Мы взвели курки, направились к берегу. Песок сменился трясиной. Ноги вязли в болотной траве. И вот мы добежали. Стал виден берег. Вода забелела между кустов.
— Здесь, братцы, здесь! — заслышав голоса, не утерпел и крикнул Ловцов.
Под ивами что‑то шелохнулось. Сверкнул огонь, грянул протяжный ружейный выстрел. Мы сквозь дым бросились к камышам. Там, отталкиваясь баграми, в двух душегубках отчаливали от берега ушедшие вперед наши товарищи. Мы добрались к ним по пояс в воде. Лодки поплыли из залива. С середины реки обозначился оставленный нами берег.
Под ивой, как теперь помню, стоял здоровенный толстый турчин в красной куртке и с обнаженной бритой головой. Он наводил мушкет на лодку и изредка по нас стрелял. Поодаль от него, нагнувшись к земле, возился над чем‑то другой турчин. Между ними на пригорке неподвижно белело что‑то навзничь распластанное; ближе к берегу еще двое без движения. Мы оглянулись друг на друга, перекрестились.
Жив ли остался Ловцов или погиб с другими попавшими под выстрелы турок, о том мы узнали не скоро.
Скрывшись от новой погони в островах, мы поплыли с закатом солнца далее и через сутки, измученные, еле живые от голода, дотащились к нашим аванпостам. Весть о нашем поиске разнеслась по лагерю. Все хвалили отвагу разведчиков и оплакивали погибшего Ловцова. Кутузов призвал меня, слегка попенял и даже пригрозил арестом, но кончил тем, что через два дня мне же поручил препроводить в Яссы запорожцев, бывших на поиске, и лично передать светлейшему набросанный мною очерк Измаила и стоявшей там флотилии.
Никогда я не забуду ощущений, с которыми вновь подъезжал из лагеря к Яссам. Мысль о потере Ловцова не давала мне покоя, мучила меня. «Я виноват в его гибели, — говорил я себе. — Зачем было его брать? Я зная его пылкость, несдержанность, притом же он близорук — нарвался прямо на пулю… Боже, Боже! За что такие испытания?» Я отдал все, что имел, все свои вещи, деньги, даже подарок матери — часы, лишь бы узнали о нем.
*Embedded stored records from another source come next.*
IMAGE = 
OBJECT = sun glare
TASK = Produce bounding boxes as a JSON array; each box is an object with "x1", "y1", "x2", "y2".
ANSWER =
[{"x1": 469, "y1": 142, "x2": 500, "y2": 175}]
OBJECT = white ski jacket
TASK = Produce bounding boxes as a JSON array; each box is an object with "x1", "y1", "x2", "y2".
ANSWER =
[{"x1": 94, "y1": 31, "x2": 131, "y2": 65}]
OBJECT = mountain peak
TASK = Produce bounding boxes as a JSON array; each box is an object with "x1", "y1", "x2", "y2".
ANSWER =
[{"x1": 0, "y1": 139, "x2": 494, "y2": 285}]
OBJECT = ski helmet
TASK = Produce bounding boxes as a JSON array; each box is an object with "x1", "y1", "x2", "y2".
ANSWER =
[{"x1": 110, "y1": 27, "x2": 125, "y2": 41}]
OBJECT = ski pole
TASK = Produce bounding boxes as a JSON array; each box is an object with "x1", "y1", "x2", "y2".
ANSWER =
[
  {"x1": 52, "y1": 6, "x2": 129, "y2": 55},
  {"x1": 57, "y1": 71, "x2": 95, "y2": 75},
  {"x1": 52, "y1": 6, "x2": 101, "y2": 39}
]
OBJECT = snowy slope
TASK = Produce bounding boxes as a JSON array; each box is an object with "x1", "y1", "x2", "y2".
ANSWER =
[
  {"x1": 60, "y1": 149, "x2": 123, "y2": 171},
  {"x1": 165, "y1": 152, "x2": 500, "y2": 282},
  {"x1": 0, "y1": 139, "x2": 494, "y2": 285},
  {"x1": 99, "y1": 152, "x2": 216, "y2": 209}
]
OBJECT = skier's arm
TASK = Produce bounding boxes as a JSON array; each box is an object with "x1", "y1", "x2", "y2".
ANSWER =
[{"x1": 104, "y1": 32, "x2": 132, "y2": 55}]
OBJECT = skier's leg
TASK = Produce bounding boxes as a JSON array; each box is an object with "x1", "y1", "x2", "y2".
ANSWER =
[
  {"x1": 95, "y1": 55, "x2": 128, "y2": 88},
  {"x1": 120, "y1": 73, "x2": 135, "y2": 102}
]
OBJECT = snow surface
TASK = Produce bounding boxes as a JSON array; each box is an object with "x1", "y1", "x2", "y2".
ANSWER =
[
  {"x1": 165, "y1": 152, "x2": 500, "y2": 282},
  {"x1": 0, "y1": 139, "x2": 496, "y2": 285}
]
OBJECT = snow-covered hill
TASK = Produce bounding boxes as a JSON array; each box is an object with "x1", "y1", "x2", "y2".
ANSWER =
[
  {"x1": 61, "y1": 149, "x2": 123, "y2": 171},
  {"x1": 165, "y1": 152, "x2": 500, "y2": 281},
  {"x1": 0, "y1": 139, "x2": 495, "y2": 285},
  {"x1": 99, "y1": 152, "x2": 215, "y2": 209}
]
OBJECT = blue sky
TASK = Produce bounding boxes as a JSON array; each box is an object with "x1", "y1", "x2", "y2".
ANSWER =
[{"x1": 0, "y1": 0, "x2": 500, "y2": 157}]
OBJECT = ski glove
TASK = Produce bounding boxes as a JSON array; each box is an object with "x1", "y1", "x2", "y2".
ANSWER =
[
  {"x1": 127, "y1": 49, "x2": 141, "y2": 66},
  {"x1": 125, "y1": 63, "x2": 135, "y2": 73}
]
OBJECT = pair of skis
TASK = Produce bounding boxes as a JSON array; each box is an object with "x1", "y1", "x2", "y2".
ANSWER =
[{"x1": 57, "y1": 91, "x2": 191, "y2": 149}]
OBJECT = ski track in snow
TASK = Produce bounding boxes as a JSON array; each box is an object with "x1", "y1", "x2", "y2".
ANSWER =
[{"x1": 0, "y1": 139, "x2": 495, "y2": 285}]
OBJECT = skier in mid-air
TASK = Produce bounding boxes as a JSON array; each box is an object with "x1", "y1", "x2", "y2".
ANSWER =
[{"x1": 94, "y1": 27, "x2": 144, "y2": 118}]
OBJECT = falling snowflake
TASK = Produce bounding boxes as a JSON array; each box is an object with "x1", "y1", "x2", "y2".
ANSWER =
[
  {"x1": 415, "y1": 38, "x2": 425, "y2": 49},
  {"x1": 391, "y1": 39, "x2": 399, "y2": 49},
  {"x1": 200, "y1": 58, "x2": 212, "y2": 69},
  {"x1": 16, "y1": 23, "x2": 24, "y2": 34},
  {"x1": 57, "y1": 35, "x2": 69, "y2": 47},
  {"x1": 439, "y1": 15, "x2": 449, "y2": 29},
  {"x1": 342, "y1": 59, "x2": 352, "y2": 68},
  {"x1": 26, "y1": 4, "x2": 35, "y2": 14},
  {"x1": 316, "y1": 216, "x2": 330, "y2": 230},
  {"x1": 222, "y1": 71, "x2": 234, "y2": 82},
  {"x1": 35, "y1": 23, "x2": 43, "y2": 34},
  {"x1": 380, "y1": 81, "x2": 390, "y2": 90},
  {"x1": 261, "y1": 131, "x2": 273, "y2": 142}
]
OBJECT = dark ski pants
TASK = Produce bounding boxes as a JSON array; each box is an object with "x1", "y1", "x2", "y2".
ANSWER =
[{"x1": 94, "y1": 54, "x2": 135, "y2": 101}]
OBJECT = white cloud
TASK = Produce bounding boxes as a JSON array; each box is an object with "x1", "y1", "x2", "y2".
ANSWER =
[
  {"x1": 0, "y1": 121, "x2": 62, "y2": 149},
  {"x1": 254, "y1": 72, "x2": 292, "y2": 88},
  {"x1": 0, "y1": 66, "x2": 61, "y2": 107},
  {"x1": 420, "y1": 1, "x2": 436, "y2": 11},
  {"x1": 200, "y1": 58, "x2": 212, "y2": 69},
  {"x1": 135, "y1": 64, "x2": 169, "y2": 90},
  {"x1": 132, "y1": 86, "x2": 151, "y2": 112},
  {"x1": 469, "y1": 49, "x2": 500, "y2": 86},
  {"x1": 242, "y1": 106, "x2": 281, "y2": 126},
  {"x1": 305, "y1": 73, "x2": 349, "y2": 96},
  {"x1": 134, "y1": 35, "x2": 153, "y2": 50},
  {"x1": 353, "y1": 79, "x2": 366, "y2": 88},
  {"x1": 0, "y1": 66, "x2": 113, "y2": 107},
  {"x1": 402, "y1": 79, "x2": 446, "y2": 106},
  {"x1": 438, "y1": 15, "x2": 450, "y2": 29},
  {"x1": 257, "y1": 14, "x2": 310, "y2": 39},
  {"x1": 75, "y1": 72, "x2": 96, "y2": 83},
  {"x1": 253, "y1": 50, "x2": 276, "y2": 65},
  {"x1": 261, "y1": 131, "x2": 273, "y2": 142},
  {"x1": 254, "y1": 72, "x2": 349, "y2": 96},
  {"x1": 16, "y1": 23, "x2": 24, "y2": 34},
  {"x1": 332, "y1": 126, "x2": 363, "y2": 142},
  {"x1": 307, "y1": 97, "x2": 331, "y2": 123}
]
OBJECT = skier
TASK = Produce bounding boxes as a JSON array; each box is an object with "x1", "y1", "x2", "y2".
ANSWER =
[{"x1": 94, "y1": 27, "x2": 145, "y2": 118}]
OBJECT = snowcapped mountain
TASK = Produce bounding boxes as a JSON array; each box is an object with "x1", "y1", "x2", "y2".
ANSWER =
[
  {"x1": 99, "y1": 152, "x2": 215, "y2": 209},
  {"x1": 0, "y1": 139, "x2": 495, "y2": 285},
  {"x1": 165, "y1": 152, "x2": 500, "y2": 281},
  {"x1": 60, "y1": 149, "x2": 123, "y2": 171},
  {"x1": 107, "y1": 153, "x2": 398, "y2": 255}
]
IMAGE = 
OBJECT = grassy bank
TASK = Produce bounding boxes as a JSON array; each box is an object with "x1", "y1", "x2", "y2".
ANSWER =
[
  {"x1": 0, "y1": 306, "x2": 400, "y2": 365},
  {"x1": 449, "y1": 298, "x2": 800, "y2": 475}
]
Все розыски были тщетны.
Передовая телега, везшая меня, чуть двигалась в ночной тиши. Другие с запорожцами поотстали. Небо ярко горело звездами. Вот Медведица, золотой сноп Стожар. Я с замиранием сердца вспоминал, как любовался этими же звездами в корпусе с Ловцовым. Сколько ожило в памяти с ними: экзамены, выпуск, первые на службе шаги, Пашута и первая любовь. Живо представлялись мне дни у бабушки, поездки в усадьбу Горок, корпусные письма, приезд Ольги Аркадьевны, столкновение в театре и рассказ попадьи. Боже! Зачем не состоялся поединок? И зачем здесь, в Турции, погиб он, не повинный ни в чем, а я жив, не убит? Она бы узнала, оценила бы меня… «Вот преданность, вот любовь! — прошептала бы она, прочтя мое имя в реляции. — Он не вынес, ушел на поприще славы и пал героем…» Ужли ж и вконец отвернулась от нас слава? Ужли никуда мы не двинемся, не предпримем ничего, и правы запорожцы, что светлейший, как редька в огороде, засел по шею в сомнениях и вечных колебаниях? Нет, я везу ему точный снимок Измаила и флота. Пригодились корпусные уроки фортификации. Он взглянет и, нет сомнения, объявит поход.